Critics may find reasons why such start dates are unfair, so I then compared the returns of UK and US house prices against UK and US share prices over every quarterly 20-year period since the start, and calculated the chances of shares beating property in each market.
Here are the results:
UK shares Vs UK houses – annualised return UK shares 9.5% pa vs 5.9% pa UK houses
Sources: SCM Direct, Nationwide, Bloomberg
US shares Vs US houses – annualised return US shares 10.1% pa vs 3.3% pa US Houses
Sources: SCM Direct, FHFA, Bloomberg
Looking at the 20 year periods
UK – the average outperformance of UK equities against UK house prices over 20 years, analysing 43 quarterly 20-year time periods since the start of 1986, was 184% and shares beat houses in 91% of the periods analysed.
Sources: SCM Direct, Nationwide, Bloomberg
US – the average outperformance of US equities against US house prices over 20 years, analysing 30 quarterly 20-year time periods since the end of March 1988, was 402% and shares beat houses in every single period analysed.
Sources: SCM Direct, FHFA, Bloomberg
Maybe Mr.
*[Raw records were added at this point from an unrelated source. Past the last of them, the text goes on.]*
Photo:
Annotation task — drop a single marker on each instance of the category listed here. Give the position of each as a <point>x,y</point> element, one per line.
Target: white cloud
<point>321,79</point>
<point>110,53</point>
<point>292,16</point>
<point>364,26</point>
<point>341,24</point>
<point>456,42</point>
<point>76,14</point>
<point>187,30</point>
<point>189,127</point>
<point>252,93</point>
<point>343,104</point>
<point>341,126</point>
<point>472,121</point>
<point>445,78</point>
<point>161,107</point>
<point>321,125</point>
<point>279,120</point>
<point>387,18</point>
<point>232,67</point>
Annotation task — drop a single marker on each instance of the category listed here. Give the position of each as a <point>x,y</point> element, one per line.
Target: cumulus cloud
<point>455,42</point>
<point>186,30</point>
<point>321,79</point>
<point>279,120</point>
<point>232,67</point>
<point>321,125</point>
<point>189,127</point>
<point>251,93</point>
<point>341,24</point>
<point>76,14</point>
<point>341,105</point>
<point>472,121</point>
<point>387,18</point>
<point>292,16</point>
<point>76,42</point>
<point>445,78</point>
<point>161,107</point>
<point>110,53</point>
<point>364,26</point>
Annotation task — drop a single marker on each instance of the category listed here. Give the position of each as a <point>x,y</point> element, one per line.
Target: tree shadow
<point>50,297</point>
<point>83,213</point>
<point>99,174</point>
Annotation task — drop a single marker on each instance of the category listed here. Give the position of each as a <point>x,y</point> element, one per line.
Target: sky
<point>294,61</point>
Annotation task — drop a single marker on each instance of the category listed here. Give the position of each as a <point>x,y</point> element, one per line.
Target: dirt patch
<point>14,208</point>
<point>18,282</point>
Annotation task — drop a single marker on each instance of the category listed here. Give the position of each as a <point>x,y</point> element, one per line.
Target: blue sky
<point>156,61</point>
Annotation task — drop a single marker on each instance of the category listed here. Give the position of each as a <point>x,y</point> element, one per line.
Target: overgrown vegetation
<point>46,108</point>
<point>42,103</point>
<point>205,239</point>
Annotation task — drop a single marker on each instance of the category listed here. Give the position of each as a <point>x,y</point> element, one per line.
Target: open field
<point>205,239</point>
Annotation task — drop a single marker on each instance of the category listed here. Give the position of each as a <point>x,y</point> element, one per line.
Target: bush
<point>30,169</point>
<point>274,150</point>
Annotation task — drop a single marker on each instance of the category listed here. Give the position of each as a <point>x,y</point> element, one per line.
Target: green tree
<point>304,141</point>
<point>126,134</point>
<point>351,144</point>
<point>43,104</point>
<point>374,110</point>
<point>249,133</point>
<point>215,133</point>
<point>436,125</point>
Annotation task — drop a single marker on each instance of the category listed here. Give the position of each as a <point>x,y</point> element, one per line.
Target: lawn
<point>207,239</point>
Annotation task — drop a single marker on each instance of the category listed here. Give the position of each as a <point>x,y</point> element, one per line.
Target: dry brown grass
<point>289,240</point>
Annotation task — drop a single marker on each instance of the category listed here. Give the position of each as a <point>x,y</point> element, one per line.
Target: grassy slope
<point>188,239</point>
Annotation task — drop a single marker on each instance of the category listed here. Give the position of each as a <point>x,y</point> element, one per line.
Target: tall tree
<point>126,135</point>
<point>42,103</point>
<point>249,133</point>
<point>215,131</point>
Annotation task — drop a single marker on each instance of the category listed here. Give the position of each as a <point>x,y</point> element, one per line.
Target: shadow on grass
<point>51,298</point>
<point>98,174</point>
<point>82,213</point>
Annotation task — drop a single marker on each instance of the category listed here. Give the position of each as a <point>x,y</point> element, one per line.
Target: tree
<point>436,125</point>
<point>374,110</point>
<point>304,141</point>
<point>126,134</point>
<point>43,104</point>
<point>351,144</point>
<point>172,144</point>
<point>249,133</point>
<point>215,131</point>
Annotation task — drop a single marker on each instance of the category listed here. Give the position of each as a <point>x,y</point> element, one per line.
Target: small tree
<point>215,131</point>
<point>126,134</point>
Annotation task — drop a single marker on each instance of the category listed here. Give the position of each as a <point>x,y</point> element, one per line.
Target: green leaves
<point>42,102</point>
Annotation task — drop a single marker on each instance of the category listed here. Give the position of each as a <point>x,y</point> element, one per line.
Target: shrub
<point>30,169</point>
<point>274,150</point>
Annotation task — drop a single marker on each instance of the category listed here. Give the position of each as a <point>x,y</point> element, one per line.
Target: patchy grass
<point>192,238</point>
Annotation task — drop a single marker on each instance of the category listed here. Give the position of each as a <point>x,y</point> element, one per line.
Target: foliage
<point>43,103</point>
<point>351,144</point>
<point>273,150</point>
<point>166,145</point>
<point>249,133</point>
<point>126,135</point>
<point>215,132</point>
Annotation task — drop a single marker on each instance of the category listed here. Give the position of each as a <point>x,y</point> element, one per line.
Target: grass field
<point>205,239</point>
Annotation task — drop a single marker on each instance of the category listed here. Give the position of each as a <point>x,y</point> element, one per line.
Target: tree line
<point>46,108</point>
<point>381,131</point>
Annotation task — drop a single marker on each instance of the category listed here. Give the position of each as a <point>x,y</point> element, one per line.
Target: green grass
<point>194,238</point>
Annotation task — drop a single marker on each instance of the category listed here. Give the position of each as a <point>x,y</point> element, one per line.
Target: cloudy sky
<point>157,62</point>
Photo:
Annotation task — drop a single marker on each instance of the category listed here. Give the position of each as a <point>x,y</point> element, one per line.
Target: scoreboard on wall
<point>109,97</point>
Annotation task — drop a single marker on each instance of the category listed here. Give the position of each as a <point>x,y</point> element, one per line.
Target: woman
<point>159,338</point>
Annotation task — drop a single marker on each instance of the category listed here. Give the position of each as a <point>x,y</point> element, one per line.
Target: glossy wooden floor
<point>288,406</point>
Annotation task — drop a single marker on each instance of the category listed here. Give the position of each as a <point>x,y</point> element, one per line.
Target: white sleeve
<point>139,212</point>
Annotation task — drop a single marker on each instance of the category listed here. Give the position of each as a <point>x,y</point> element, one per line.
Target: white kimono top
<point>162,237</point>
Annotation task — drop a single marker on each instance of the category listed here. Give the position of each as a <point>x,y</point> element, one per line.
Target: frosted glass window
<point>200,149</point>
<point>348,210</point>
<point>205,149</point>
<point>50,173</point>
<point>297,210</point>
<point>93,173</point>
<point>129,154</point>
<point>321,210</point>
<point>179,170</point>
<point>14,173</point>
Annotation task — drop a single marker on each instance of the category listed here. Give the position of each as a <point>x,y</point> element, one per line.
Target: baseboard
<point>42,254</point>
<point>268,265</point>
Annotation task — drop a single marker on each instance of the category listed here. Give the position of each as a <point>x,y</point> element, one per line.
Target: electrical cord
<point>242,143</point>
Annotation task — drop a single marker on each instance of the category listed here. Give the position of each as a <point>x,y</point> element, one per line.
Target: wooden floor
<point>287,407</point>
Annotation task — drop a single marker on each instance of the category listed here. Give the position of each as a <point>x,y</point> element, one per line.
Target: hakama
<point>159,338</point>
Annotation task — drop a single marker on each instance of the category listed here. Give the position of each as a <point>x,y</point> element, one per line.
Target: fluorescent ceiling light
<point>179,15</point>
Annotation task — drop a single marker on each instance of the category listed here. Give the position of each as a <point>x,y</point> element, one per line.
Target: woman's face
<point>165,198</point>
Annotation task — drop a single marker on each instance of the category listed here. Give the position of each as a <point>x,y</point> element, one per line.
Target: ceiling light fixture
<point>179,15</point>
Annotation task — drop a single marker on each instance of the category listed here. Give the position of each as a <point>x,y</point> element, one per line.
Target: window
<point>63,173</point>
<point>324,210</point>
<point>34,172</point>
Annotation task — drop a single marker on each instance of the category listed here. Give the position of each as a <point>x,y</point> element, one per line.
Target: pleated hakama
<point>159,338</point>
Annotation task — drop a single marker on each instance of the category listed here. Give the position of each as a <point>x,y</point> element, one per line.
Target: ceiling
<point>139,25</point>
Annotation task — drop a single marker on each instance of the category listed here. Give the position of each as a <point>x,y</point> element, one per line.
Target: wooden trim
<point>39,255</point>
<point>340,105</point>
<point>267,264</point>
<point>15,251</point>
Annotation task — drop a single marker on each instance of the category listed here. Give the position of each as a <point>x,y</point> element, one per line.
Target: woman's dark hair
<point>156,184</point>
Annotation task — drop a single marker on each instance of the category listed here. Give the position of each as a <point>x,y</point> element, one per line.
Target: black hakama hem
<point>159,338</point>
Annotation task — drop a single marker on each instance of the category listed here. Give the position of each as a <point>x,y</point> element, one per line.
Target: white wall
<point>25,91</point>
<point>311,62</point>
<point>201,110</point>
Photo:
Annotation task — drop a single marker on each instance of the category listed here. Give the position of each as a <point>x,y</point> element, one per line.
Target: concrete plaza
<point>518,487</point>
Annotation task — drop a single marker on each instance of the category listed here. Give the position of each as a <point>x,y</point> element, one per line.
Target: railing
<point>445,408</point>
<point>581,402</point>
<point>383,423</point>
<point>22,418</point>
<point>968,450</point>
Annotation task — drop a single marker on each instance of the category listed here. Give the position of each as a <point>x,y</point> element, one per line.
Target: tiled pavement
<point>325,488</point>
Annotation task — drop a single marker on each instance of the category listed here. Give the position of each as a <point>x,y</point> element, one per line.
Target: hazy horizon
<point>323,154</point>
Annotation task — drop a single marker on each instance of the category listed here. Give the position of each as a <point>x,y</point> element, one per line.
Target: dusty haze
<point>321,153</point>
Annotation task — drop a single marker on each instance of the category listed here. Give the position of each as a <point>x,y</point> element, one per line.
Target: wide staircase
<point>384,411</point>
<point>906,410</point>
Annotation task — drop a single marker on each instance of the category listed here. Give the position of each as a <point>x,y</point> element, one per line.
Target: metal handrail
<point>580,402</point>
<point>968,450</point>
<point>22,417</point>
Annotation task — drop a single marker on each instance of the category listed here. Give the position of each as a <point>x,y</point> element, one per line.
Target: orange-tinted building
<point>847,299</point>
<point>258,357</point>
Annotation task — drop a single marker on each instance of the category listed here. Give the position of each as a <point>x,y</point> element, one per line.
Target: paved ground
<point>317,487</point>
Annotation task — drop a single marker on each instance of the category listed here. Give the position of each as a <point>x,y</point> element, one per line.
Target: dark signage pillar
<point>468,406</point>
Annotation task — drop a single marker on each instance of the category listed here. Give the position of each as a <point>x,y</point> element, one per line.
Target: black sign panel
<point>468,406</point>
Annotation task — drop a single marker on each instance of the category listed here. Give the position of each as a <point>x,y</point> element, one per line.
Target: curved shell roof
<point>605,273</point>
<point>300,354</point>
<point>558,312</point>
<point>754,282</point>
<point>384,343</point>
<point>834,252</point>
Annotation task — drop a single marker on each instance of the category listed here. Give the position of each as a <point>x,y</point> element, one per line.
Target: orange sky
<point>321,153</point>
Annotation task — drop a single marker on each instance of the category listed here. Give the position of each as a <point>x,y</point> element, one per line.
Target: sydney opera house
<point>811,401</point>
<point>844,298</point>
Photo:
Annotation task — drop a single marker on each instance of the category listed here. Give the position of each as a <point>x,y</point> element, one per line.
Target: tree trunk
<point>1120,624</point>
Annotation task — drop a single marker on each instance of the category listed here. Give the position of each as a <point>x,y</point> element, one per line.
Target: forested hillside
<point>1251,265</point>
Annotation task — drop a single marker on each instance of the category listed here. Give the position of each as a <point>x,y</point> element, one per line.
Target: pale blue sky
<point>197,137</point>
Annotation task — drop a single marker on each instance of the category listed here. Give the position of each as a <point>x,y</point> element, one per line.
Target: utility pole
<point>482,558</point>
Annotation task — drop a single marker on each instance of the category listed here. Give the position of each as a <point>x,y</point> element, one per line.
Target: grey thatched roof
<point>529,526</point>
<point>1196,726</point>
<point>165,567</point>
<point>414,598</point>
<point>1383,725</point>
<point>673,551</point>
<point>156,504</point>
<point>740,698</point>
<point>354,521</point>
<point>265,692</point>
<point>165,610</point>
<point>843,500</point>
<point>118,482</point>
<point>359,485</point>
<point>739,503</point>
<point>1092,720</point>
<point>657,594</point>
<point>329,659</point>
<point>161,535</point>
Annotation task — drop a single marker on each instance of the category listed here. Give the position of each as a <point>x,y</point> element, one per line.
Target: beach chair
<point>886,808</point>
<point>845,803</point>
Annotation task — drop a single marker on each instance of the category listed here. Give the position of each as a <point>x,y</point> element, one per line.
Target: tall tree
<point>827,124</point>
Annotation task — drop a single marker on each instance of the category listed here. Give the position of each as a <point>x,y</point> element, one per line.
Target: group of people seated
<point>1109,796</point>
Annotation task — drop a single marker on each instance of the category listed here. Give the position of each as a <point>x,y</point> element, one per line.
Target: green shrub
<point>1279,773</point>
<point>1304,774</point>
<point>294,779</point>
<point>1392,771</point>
Haldane as a trained economist should look at the data before making damaging and irresponsible comments and conclusions. Of course, he might say that this was the past and it will be different in the future – however given the statistics on house price data against incomes, it is hard not to conclude that UK house prices are already ridiculously over-valued:
If we forecast future UK share price returns over the next 10-15 years based on the ratio of UK share prices to the smoothed corporate earnings of UK Companies (known as the CAPE Ratio), this would predict UK shares to grow at 7.5% pa[1]. In comparison, were the ratio of house prices in 10 years-time to simply fall back from 5x to a more normal 4x and the average income rose by 3% pa (the growth in average weekly earnings since January 2000), this would imply that UK house prices would rise by just 0.7% pa. Thus over 10 years you would be 99% better off having bought UK shares than a UK House.
Sorry Mr Haldane – looks like you’re going to have to delay your retirement if you choose to buy that house rather than those shares.